Suppose an employee suffers an episode of depression which in her eyes is due to “stress at work” i.e. overwork and lack of resources. Unfortunately this is not uncommon. It is unlikely that the employer will be liable either under the common law or under disability discrimination law unless the employer was put on notice that disaster was imminent: Hatton v Sutherland [202] ICR 613.

But suppose further that many months later she comes back to work. At this point the employer is at legal risk: it knows that the employee’s mental health is at risk and so the common law duty of care obliges the employer to take reasonable step to prevent further injury. As a matter of employment law, the employee is probably disabled and the employer certainly knows that this is so. Accordingly the duty of reasonable adjustments requires any workplace practices which might disadvantage the disabled employee to be adjusted.

If the employer fails to carry out its duty of care/reasonable adjustments, the employee may break down again. If so, the employer will be held liable for failing to deal properly with the return to work.

Now comes the question: suppose the employee’s loss of income over the next 5 years (to retirement) is £200,000.  What is the employer’s liability?

The legal problem is that the loss is arguably not caused solely by the employer’s failings with respect to the return to work. It is also caused by a pre-existing vulnerability arising from the first episode for which the employer is not liable. Does this mean that the full liability is to be reduced or “apportioned between the wrongful and non-wrongful causes of the loss”? The answer is important because it might reduce the compensation in our case from £200,000 to £100,000 or even less.

Currently the answer is not clear: in Thaine v London School of Economics [2010] ICR 1422, the EAT held in favour of apportionment.  However, Dame Janet Smith, both in her capacity as a judge of the Court of Appeal (Dickens  v O2 PLC) and extra judicially (in the 2008 Munkman Lecture), argued for a negative answer on the grounds that the there is no rational method of separating out the different causes of the loss. There is also the argument that because the employee has a pre-existing vulnerability, the employer must take the employee as it finds her.
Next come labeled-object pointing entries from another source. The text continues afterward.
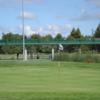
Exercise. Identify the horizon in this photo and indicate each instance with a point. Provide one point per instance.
(49, 16)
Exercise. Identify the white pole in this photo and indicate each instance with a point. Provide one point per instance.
(52, 53)
(23, 30)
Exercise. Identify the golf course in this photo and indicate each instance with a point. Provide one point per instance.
(49, 80)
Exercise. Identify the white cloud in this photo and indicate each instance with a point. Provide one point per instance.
(15, 3)
(27, 29)
(84, 15)
(28, 15)
(50, 29)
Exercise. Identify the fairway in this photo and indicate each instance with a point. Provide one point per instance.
(46, 80)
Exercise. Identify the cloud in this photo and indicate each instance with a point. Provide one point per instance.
(95, 2)
(84, 16)
(28, 15)
(60, 17)
(49, 29)
(15, 3)
(88, 16)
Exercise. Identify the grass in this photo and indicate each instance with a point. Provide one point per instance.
(46, 80)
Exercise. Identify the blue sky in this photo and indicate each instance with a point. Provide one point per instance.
(49, 16)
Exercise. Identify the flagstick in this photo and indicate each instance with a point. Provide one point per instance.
(59, 63)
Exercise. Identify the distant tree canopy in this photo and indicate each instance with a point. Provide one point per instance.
(74, 34)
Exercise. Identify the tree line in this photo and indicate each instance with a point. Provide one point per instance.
(74, 34)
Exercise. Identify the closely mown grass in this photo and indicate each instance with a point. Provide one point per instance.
(46, 80)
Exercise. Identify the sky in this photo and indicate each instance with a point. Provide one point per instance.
(49, 16)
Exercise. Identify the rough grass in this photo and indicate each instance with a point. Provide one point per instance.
(46, 80)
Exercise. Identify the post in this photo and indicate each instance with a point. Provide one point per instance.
(52, 53)
(23, 31)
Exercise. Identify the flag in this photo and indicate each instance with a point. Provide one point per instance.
(61, 47)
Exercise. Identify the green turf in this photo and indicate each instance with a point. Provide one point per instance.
(46, 80)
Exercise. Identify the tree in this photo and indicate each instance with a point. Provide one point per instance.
(75, 34)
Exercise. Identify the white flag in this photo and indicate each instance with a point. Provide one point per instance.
(61, 47)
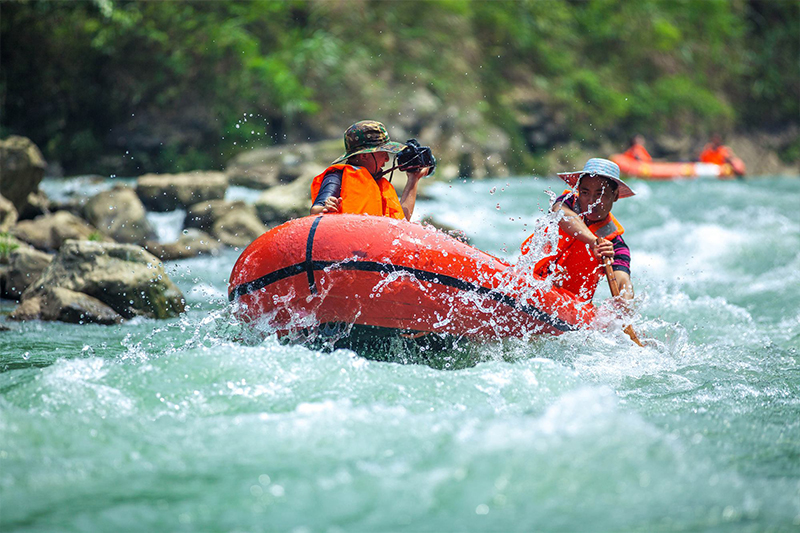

Finally, it can be said that the whole point of the Duty to make reasonable adjustments is to accommodate those known to be vulnerable – so that it follows that responsibility for the consequences of breach cannot be avoid by pointing to that very vulnerability.

In the recent case of BAE v. Konczak [2014] the EAT held that it was open to an ET to find that there is no rational method of separating out the different causes of the loss i.e. that the loss was “indivisible”.

This does not seem satisfactory: whether compensation is to be reduced in this way is a question of principle which needs to be determined by the Court of Appeal.